I have a bash script that takes a simple properties file and substitutes the values into another file. (Property file is just lines of 'foo=bar' type properties)
INPUT=`cat $INPUT_FILE`
while read line; do
PROP_NAME=`echo $line | cut -f1 -d'='`
PROP_VALUE=`echo $line | cut -f2- -d'=' | sed 's/\$/\\\$/g`
time INPUT="$(echo "$INPUT" | sed "s\`${PROP_NAME}\b\`${PROP_VALUE}\`g")"
done <<<$(cat "$PROPERTIES_FILE")
# Do more stuff with INPUT
However, when my machine has high load (upper forties) I get a large time loss on my seds
real 0m0.169s
user 0m0.001s
sys 0m0.006s
Low load:
real 0m0.011s
user 0m0.002s
sys 0m0.004s
Normally losing 0.1 seconds isn't a huge deal but both the properties file and the input files are hundreds/thousands of lines long and those .1 seconds add up to over an hour of wasted time.
What can I do to fix this? Do I just need more CPUs?
Sample properties (lines start with special char to create a way to indicate that something in the input is trying to access a property)
$foo=bar
$hello=world
^hello=goodbye
Sample input
This is a story about $hello. It starts at a $foo and ends in a park.
Bob said to Sally "^hello, see you soon"
Expected result
This is a story about world.
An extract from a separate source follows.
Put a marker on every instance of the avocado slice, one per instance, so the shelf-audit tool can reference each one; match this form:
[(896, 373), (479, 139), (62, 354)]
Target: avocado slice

It starts at a bar and ends in a park.
Bob said to Sally "goodbye, see you soon"
One idea/approach using bash and sed , you could try something like:
#!/usr/bin/env bash
while IFS='=' read -r prop_name prop_value; do
if [[ "$prop_name" == "^"* ]]; then
prop_name="\\${prop_name}"
fi
input_value+=("s/${prop_name}\\b/${prop_value}/g")
done < properties.txt
sed_input="$(IFS=';'; printf '%s' "${input_value[*]}")"
sed "$sed_input" sample_input.txt
One way to check the value of sed_input is
declare -p sed_input
Or
printf '%s\n' "$sed_input"
Embedding an external utility from bash within a shell loop like cut and sed should be avoided. See why-is-using-a-shell-loop-to-process-text-considered-bad-practice
The sed invocation above run only once even if the file that needs to be edited has 500+ lines.
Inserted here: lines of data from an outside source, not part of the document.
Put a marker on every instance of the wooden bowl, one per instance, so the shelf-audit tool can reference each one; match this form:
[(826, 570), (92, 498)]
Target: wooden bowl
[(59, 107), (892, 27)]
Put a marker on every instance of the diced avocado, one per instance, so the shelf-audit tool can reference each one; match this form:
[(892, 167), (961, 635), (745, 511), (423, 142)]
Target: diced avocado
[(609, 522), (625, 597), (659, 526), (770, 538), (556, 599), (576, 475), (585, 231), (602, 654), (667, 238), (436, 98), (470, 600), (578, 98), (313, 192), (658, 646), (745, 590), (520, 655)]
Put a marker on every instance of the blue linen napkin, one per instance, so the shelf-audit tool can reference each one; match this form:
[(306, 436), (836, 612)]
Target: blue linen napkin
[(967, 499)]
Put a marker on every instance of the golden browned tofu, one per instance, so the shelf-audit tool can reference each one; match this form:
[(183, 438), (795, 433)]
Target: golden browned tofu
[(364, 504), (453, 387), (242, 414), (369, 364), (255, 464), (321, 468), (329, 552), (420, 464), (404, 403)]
See How can I read a file (data stream, variable) line-by-line (and/or field-by-field)?
See How can I use array variables in bash?
See Parameter Expansion
See Howto_Parameter_Expansion
See How_do_I_do_string_manipulation_in_bash
Adding additional lines to OP's input file to demonstrate word boundary matching and a property name occurring more than once in a line:
$ cat input.txt
This is a story about $hello. It starts at a $foo and ends in a park.
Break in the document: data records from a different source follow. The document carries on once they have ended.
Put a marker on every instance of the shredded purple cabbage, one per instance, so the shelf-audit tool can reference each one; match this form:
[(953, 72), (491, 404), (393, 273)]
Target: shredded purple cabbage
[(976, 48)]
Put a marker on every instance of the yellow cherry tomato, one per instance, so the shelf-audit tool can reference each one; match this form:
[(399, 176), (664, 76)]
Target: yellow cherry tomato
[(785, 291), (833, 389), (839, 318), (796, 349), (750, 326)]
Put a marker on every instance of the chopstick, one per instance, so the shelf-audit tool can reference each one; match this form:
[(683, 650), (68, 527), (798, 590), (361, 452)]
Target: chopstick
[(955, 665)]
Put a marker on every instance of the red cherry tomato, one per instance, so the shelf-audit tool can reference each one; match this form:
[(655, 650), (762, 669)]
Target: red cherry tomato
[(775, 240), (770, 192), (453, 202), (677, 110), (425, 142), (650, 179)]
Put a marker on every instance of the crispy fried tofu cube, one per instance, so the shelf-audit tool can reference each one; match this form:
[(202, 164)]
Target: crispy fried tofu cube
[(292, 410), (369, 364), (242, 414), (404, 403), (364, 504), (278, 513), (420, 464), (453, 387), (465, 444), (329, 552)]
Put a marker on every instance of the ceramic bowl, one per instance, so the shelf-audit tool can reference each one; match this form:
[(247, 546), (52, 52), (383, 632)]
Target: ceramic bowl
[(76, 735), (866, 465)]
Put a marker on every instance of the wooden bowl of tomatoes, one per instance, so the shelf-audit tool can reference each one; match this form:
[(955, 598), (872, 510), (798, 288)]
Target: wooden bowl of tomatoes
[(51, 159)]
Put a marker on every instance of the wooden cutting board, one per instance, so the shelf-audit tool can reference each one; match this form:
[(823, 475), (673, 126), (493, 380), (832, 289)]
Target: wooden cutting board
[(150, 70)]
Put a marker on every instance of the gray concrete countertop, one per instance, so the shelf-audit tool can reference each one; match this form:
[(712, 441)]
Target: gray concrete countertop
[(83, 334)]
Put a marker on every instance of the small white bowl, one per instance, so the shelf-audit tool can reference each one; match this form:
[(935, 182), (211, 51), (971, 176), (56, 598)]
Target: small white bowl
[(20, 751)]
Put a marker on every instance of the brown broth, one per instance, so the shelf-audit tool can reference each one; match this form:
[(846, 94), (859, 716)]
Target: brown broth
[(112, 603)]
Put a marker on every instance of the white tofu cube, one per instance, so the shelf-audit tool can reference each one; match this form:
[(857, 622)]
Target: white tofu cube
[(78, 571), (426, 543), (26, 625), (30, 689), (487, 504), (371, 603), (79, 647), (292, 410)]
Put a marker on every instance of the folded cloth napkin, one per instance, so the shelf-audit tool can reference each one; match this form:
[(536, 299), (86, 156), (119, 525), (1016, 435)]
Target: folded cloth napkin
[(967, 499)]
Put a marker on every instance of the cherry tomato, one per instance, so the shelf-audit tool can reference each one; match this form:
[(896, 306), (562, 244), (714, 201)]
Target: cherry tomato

Bob said to Sally "^hello, see you soon"
Leave first 2 matches alone: $foobar $hellow ^hello
^hello $foo $hello ^hello $foo $hello
Assumptions:
name is not an alphabetic character ([a-zA-Z]); otherwise we can expand the next_char testing (see awk code, below)General idea:
properties.txt entries into an array (map[name]=value)input.txt, loop through all names, checking for any word boundary matches to replaceOne idea using awk:
$ cat replace.awk
FNR==NR { split($0,arr,"=") # 1st file: split on "=" delimiter
map[arr[1]]=arr[2] # build map[name]=value array, eg: map[$foo]=bar
len[arr[1]]=length(arr[1]) # save length of "name" so we do not have to repeatedly calculate later
next
}
NF { newline = $0 # 2nd file: if we have at least one non white space field then make copy of current input line
for (name in map) { # loop through all "names" to search for
line = newline # start over copy of current line
newline = ""
while ( pos = index(line,name) ) { # while we have a match ...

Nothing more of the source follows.